The inspiration for this new column came from the historic canoe journey made by Oliver Brown Award winners, Sir Alastair M Dunnett and James ( Seumas ) Adam, from Bowling on the Clyde to Skye in 1934. The expedition led to them being known as The Canoe Boys and the foodstuff which provided the back-bone of their diet, a foodstuff which had sustained Scots for centuries, was oatmeal. They preferred to have it, at least twice a day, in the form of oatmeal brose rather than as porridge. An account of how they made their brose was provided by Sir Alastair M Dunnett in 'Quest By Canoe', the story of their adventure published in 1950 and reprinted in 1995.

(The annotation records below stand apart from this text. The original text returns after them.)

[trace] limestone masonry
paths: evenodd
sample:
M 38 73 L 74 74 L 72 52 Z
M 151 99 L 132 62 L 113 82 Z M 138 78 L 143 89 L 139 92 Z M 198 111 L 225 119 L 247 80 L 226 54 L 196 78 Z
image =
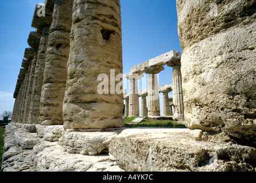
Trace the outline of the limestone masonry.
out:
M 120 1 L 37 5 L 1 170 L 256 171 L 256 2 L 176 4 L 182 55 L 131 67 L 123 92 Z M 172 81 L 158 86 L 165 65 Z M 123 117 L 159 117 L 160 92 L 162 117 L 187 129 L 124 128 Z

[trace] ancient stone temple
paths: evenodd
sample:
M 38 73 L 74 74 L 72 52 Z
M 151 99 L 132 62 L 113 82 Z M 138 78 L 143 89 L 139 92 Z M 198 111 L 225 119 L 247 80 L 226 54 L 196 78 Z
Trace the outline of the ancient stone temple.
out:
M 182 54 L 131 67 L 123 93 L 120 1 L 37 5 L 1 170 L 256 171 L 255 1 L 176 3 Z M 187 128 L 124 128 L 123 109 L 160 116 L 160 93 L 163 116 Z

Oatmeal brose was the true foundation of the expedition, and the correct method of making it must be put on record. A quantity of coarse oatmeal - with salt 'to taste' as they say - is placed in a bowl and boiling water poured over it. The water must be boiling hard as it pours and there should be enough of it to just cover the oatmeal. A plate is immediately placed over the bowl like a lid. You now sit by for a few minutes, gloating. This is your brose cooking in its own steam. During this pause, slip a nut of butter under the plate and into the brose. In four or five minutes whip off the lid, stir the mass violently together, splash in some milk and eat. You will never again be happy with the wersh and fushionless silky slop which passes for porridge. This was the food whose devotees staggered the legions of Rome; broke the Norsemen; held the Border for five hundred years; and are standing fast on borders till. It is a dish for men. It also happens to taste superbly. We ate it twice a day, frequently without milk, although such a simplification demands what an Ayrshire farmer once described to me as a 'guid-gaun stomach'. He is a happy traveller who has with him a bag of oatmeal and a poke of salt. He will travel fast and far.'

SCOTCH OATMEAL. (John Inglis and Sons, Leith.) Messrs. Inglis have sent us a sample of their oatmeal, which is of most excellent quality. There is a far greater difference between the quality of different oatmeals than is generally supposed; yet the difference is very apparent where a practical test is applied. Some meals we have seen are barely crushed grains, whilst others are very little less descicated than wheaten flour. Either of these descriptions is equally objectionable to the connoisseur of Oatmeal, and are wholly different to Messrs. Inglis'a carefully-prepared speciality. The "Midlothian Oatmeal" leaves nothing to be desired, individual tastes being provided for by a supply of five degrees of coarseness. Messrs. Inglis are purveyors to the Prince of Wales. Their London agents are John Alexander and Co., 61, Mark Lane.